研究課題/領域番号 |
17K04329
|
研究機関 | 立正大学 |
研究代表者 |
上瀬 由美子 立正大学, 心理学部, 教授 (20256473)
|
研究期間 (年度) |
2017-04-01 – 2020-03-31
|
キーワード | ステレオタイプ / 偏見 / 社会的・制度的支持 / 社会的包摂 / 刑務所 / 可視化 |
研究実績の概要 |
本研究では、ステレオタイプ・偏見研究において効果的接触の成立条件とされる「社会的・制度的支持」の一形態として「可視化した社会システム」を位置付け、被スティグマ化された人々の社会的包摂を目指す社会的アプローチとしての有効性を検証することを目的としている。初年度は日本の官民協働刑務所を「可視化した社会システム」の具体例としと注目し、官主導の形で近年新たに兵庫県に開設された官民協働刑務所「播磨社会復帰促進センター」の近隣住民への施設に対する意識調査を実施した。当該施設近隣の8地区において、自治会長を通じて自治会に所属する全世帯に、世帯主および配偶者用の調査票を配布し郵送法で回収した (配偶者のいない世帯は白票の返送を求めた)。配布数は合計1500世帯、回収は938票(回収率29%)であった。回答に不備があったものやセンターで働く公務員であったものを除き、計843票を分析対象とした。その結果、回答者の中での播磨社会復帰促進センターの認知度はおよそ7割にとどまり、さらにその中で施設を「刑務所である」と認知していたものは8割以下と、他の官民協働刑務所近隣住民調査の結果と比較して低いことが明らかとなった。開設後の抵抗感については、他施設と同様に大きく低減していた(開設前の4割から開設後の1割)。初年度の結果から、官民協働刑務所が社会的包摂促進に果たす役割が改めて確認されるとともに、施設の固有性も示唆された。例えば「矯正展」など直接的接触は他地域と同程度であったが、「新聞・テレビ・雑誌」「住民向けの広報」など間接的接触は2割程度にとどまっていた。

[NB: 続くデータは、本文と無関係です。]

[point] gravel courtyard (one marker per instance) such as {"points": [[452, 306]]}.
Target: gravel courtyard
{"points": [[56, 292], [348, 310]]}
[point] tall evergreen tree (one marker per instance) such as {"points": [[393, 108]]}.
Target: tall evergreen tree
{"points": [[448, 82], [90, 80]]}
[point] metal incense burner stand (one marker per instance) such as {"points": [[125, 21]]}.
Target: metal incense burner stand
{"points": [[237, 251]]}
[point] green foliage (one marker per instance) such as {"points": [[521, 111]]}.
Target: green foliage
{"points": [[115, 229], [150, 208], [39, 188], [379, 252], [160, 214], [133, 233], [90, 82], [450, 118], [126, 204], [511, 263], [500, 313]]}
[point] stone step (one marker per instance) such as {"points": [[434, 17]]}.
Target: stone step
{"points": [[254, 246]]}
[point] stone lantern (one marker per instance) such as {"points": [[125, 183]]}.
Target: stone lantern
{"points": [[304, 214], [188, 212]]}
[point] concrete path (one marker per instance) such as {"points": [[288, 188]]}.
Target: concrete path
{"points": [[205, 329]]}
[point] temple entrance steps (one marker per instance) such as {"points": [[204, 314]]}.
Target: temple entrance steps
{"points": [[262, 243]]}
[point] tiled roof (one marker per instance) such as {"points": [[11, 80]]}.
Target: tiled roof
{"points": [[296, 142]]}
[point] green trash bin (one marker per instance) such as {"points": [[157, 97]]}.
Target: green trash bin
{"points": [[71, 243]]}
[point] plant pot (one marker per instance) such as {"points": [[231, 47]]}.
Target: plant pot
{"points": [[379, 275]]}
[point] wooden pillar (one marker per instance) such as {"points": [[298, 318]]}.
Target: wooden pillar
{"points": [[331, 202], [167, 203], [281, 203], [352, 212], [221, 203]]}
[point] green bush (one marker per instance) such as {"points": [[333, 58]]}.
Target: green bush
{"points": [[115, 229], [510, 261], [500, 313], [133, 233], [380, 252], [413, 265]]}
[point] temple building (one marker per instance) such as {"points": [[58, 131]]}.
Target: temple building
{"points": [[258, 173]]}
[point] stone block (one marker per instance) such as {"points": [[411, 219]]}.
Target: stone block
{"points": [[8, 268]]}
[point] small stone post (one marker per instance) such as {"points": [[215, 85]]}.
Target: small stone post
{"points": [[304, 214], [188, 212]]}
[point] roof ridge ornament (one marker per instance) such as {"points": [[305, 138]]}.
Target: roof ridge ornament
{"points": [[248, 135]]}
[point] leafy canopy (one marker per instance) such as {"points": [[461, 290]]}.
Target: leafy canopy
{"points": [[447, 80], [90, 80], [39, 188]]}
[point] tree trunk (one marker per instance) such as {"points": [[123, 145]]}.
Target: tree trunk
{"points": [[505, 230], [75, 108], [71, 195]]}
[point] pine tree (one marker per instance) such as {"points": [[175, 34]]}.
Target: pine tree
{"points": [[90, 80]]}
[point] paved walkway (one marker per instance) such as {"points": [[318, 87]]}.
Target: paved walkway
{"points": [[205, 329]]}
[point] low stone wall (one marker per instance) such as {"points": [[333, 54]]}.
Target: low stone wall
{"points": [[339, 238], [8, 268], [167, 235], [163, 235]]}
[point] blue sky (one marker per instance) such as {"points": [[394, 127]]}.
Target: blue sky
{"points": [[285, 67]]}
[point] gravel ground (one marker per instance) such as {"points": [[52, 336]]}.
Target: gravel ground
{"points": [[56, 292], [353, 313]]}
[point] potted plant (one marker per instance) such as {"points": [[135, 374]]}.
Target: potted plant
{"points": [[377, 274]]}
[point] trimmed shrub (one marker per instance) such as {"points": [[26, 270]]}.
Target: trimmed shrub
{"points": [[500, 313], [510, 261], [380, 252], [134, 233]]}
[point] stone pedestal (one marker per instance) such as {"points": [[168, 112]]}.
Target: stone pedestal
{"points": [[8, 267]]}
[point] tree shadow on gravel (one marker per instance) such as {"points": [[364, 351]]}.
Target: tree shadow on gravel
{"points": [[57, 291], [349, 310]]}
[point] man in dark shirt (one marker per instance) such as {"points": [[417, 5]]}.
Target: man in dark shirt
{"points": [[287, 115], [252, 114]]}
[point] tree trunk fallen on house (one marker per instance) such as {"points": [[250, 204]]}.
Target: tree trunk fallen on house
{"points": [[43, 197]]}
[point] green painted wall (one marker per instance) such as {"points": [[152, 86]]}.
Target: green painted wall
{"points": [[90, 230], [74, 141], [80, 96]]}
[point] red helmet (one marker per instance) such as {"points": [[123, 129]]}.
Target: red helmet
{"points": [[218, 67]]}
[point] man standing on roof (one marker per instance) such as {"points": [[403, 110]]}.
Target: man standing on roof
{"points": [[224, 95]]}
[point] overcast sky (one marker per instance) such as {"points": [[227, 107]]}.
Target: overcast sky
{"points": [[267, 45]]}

従前の官民協働刑務所近隣住民調査の結果と比較分析を行った結果、施設開設の経緯(誘致か非誘致か)が事前説明のあり方に影響を与え、これが「社会的・制度的支持」の明確化を左右し、開設後の接触と出所者に対する受容的態度に影響するプロセスが確認された。
|
現在までの達成度 (区分) |
現在までの達成度 (区分)
2: おおむね順調に進展している
理由
当初の実施計画において、初年度に官民協働刑務所近隣住民に意識調査を行い分析を行うことを予定していた。計画通り、初年度に播磨社会復帰促進センターのある加古川市住民に意識調査を完了することができ、結果についても学会発表および論文化に至っている。
|
今後の研究の推進方策 |
当初の計画通りアクションリサーチが完了したため、今後は得られた数量的データを精緻に分析し、従前のデータも含めて、「社会的・制度的支持」「接触」「ステレオタイプ・偏見低減」の関連性に関するモデルを再構成することを目指す。さらに従前の結果をまとめて論文化を試みる。 さらに、「社会的・制度的支持」と「接触」の関係を明らかにするためには、官民協働刑務所の可視化事例の特徴よりもさらに進んだ事例について分析することが有効と考えられる。国内の事例ではこれは難しいが、海外にも対象を広げれば検討可能である。例えばカナダでは、人権尊重を社会政策として強く打ち出している(社会的・制度的支持の明確化)。当地の矯正施設のあり方と日本の官民協働施設のあり方を比較することで「社会的・制度的支持」「接触」「ステレオタイプ・偏見低減」の関連をさらに詳細に検討できるものと考える。以上をふまえ今後の研究の推進の方向として、カナダの実際の矯正施設への見学、関連する人々への面談を行い、ステレオタイプや偏見の低減のための、社会的・制度的支持のあり方と接触の関係、社会的包摂への効果ついて明らかにしたいと考えている。
|
次年度使用額が生じた理由 |
当初計画していた住民調査については実施が完了し、残りの期間で、可視化した社会システムの影響過程を精緻に分析を行う計画である。ただし、現状の分析にとどまらず、最終的にはどのような可視化が社会的包摂により効果的なのかを提案することが必要と考えられる。 研究代表者は次年度、本務校において海外研修期間となり、1年間カナダに滞在することとなった。当地では、1980年代後半より先進的な形で多文化主義を政策の柱とし、社会的包摂を可視化することを重視して様々な取り組みを行っている。矯正施設においても、これまで本研究が取り上げた日本の官民協働刑務所よりも、より先進的な形で出所者の社会的包摂や地域との連携を行なっている。このためカナダの地において施設の現状を調べ、関係者への面接を通して、可視化した社会システムと社会的包摂との関連の効果的な形を明らかにすることができると考える。このため、カナダ国内で調査を行う際の出張費・滞在費および関連の資料収集を次年度予算として計上する。